Lo que hay que oír
Hace ya algunos días, cuando aún estaba en la tienda, seguramente debió ser el mes pasado cuando puse los carteles de "liquidación total" y dejé claro que iba a cerrar, apareció por la tienda una vecina que en ocasiones había venido a comprar.
Tenía la tienda a cinco minutos de casa así que muchos vecinos hacían acto de presencia a menudo, algunos por compromiso, otros por necesidad.
El caso es que ésta es la típica mujer prepotente y malintencionada que existe en todas partes que siempre va presumiendo de dinero y ventajas. Resumiendo, se cree superior al resto de los mortales. Lo curioso es que vive en el mismo barrio y en el mismo edificio que nosotros, así que seguramente será más palabrería que verdad, ya que por el estatus que ella misma se otorga, debería estar viviendo en un ático de lujo de la zona alta, digo yo.

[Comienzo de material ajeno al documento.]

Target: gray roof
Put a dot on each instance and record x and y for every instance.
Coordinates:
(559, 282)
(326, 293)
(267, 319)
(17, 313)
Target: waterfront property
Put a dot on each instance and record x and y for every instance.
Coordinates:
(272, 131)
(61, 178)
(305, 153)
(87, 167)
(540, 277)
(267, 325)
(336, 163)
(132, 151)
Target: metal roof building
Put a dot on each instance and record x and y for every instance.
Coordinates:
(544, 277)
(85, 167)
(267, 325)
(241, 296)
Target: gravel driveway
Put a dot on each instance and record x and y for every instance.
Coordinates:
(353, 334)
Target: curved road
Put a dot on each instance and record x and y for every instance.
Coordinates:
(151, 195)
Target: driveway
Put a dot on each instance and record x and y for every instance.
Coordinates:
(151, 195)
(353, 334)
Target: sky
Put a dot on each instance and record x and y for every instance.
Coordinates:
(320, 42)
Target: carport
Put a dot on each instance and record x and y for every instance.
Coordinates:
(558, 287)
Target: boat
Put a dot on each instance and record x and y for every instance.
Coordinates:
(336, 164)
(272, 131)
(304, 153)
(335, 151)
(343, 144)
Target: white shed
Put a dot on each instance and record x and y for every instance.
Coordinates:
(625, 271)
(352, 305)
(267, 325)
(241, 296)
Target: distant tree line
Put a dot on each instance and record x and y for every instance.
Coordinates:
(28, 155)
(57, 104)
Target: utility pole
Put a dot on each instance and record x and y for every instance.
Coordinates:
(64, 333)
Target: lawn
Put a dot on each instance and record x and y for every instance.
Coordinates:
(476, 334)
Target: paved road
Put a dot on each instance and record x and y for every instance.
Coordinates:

Normalmente a esta clase de personas me las suelo tomar a risa, porque de otra manera lo pasaría mal sin ninguna necesidad, además siento cierta lástima hacia la susodicha porque hace algunos años se le mató un hijo en un accidente de coche (de la edad de mi hermano, incluso habían ido juntos al colegio) y fue un verdadero trauma tanto para ella como para el resto de su familia, por eso alguno de sus mordaces comentarios se los dejo pasar, pero aquel día me dio mucha rabia.
Vino a la tienda con la excusa de que no se había enterado de que cerraba pero la verdad es que quería curiosear y alardear un rato.

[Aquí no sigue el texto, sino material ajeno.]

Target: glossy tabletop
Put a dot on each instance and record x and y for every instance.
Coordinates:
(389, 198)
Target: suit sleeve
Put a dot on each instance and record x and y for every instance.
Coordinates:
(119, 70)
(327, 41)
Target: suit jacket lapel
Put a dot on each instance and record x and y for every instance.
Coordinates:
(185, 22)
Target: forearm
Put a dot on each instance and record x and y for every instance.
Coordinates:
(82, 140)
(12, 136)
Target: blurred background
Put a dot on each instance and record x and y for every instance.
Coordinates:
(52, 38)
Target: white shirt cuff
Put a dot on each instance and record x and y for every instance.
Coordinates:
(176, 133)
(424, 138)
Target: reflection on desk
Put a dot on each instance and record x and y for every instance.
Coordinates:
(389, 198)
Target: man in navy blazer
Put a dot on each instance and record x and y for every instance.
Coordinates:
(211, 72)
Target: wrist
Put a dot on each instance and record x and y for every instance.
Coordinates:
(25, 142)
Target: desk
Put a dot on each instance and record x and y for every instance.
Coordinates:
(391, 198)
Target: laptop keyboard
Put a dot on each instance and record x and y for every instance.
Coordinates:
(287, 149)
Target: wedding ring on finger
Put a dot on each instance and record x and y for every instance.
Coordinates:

Aquellos días estaba mi madre conmigo ayudándome porque con eso de la liquidación la gente venía a comprar en manada y aquello era una locura, como mínimo necesitaba una persona que vigilara mientras yo iba atendiendo.
La señora empezó a relatarle a mi madre uno de sus fantásticos viajes mientras le restregaba por la cara un anillo enorme y brillante gesticulando a propósito con la mano. Mi madre que es la persona más inocente, humilde y bondadosa que conozco (y no lo digo porque sea mi madre, que conste eh!, que es verdad) ni se dio cuenta y se alegró por su viaje y su opulenta vida, ni pizca de envidia le produjo.
Como la tipeja no consiguió sus objetivos y ya empezaba a mosquearse por no poder pisotearnos un rato, fue a por mí, aunque indirectamente.
Empezó a contarle a mi madre lo afortunada que se sentía por tener una hija como la que tenía. Que trabajaba en la Generalitat y que la acababan de ascender y le habían dado despacho propio, según ella enorme, como de película. Y el sueldo... bueno con el sueldo... ¡cifras astronómicas!, de esas que la plebe sólo veríamos en nuestra cuenta corriente si estuviéramos soñando.
El remate final vino cuando la señora soltó la puñalada decisiva y le dijo a mi madre, mientras me miraba a mí con una falsa sonrisa: "Ojalá algún día puedas estar tan orgullosa de tu hija como yo lo estoy de la mía".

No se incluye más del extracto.